How to Implement HTNG Web Services

If you already have experience writing web services, you should be able to visit our Specifications page, download what you need, and do what you are used to doing. However, if you have limited experience in writing web services, or if you run into questions about the specs, you may find these resources to be useful.


These resources require a current HTNG membership and login credentials.  If you work for a company that has a current membership but do not have your own login, you can request one.  Otherwise, join HTNG to get access.


Developer's Quick Start Guide

Implementing Web Services Using HTNG Specifications, A Quick Start Guide for Software Developers serves as a step-by-step reference for HTNG members who need assistance in quickly creating web services based upon published HTNG specifications. This is intended to be a living document and will expand in content based up-on member feedback.

The first release covers implementation using Java (with the Metro stack) in a NetBeans IDE. Future versions will likely cover Microsoft C# and additional Java Frameworks (including Eclipse and Axis).


HTNG Discussion Board

One of the best resources available to you is the Implementers' Discussion area on the HTNG Discussion Board.  Search the board to the answer to your question, or start a new thread. Our membership community has extensive experience in many areas, and people are always willing to help.  HTNG's technical staff also monitor the discussion as well and will help when they can.


Testing System

We have received feedback from our members that they would like access to a testing system. We are working toward this in three phases.

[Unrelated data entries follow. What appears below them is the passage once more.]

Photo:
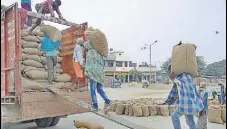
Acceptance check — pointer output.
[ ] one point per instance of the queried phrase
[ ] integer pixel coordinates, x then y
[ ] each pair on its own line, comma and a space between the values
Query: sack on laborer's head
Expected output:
214, 114
54, 34
184, 59
99, 42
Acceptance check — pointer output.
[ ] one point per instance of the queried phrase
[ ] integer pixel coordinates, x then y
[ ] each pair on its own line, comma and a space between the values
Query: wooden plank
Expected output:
48, 104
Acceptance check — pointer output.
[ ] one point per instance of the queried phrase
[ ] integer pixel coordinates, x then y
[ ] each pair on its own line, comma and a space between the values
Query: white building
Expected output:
117, 63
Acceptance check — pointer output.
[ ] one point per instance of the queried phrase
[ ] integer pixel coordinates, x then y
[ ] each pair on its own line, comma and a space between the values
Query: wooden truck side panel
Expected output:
36, 105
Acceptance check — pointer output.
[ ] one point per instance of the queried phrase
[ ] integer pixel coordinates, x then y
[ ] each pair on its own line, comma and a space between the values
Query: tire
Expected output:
44, 122
55, 121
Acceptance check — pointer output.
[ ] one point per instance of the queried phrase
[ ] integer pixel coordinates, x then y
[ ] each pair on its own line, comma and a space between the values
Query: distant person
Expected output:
202, 115
50, 48
94, 70
47, 7
185, 95
26, 4
78, 60
222, 97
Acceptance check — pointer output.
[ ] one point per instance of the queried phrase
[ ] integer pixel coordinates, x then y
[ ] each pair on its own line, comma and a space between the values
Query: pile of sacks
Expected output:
34, 63
216, 112
143, 107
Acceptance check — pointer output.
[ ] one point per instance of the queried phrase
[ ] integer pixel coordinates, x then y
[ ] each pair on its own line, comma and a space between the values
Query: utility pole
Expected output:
150, 54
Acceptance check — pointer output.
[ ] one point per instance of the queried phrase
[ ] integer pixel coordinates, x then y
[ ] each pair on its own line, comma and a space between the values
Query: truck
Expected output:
44, 107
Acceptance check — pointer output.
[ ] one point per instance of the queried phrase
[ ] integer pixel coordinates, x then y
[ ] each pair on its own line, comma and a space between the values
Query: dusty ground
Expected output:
124, 93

  • In the first phase, we staged and configured a server that is capable of responding to synchronous OTA_PingRQ requests using the HTNG Web Services Framework (including WS-Addressing and WS-Security).  This is deployed in beta test mode; if you would like access, please contact our workgroups mailbox.
  • We are currently working on the second phas,e which will add the ability to handle asynchronous communications, queuing, full message payload logging, and (HTNG) server-initiated messages.
  • The third phase will be to provide a reference implementation (both a client and a server) for each of our specifications. The order in which the specifications will be implemented will largely be based upon a combination of what we are asked to implement and what we can deliver quickly. At this time, Single Guest Itinerary and Guest & Room Status Messaging are the forerunners. The goal is to have a few interfaces implemented and available to our members to test against in the fourth quarter of 2011.